# How often do you feed your betta?



## Tycoon (May 13, 2007)

I feed my betta twice a day. One in the morning, and one in the evening. I give him about 4-6 betta bites each time.


----------



## leifthebunny (Mar 13, 2007)

I do the same, but 3-4 bites per feeding.


----------



## Falina (Feb 25, 2007)

Once a day along with the other fish. He takes flakes and brineshrimp mostly.


----------



## Tycoon (May 13, 2007)

leifthebunny said:


> I do the same, but 3-4 bites per feeding.




i think i should lessen mine to 3-4 bites as well... my betta is taking a dump way too much in a day :lol:


----------



## MattD (Apr 25, 2007)

Twice a day, once either in the early afternoon when I come home from work or the early morning, then once at night at around 10:30pm. Normally my auto-feeder would facilitate his eats but he's not in my main tank for the time being, I have quarantined him for the last week or so due to some spots showing up. They have disappeared from his body, and none have returned so I think it may be time to put him back in the main tank.

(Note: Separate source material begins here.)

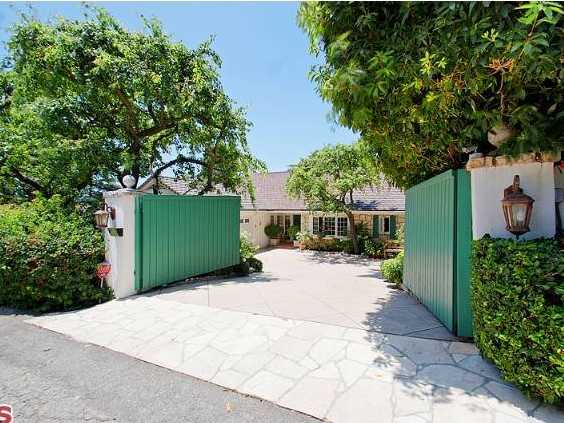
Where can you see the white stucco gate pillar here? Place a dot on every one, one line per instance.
(491, 175)
(120, 248)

Also, a fat Betta is a healthy Betta. My fan-tail has a pretty big gut from all the bloodworms and crumbles I'm feeding him. I do it portion by portion, just so not to pollute his home. If yours is pooing a lot, just keep up with the water changes. 8)


----------



## tophat665 (Sep 30, 2006)

Once daily, 8 to a dozen pellets. They've both grown noticeably in the last couple of months, their fins have gotten longer, and their colors really improved. I also dropper feed them live brine shrimp or blackworms every couple of weeks (in place of pellets).


----------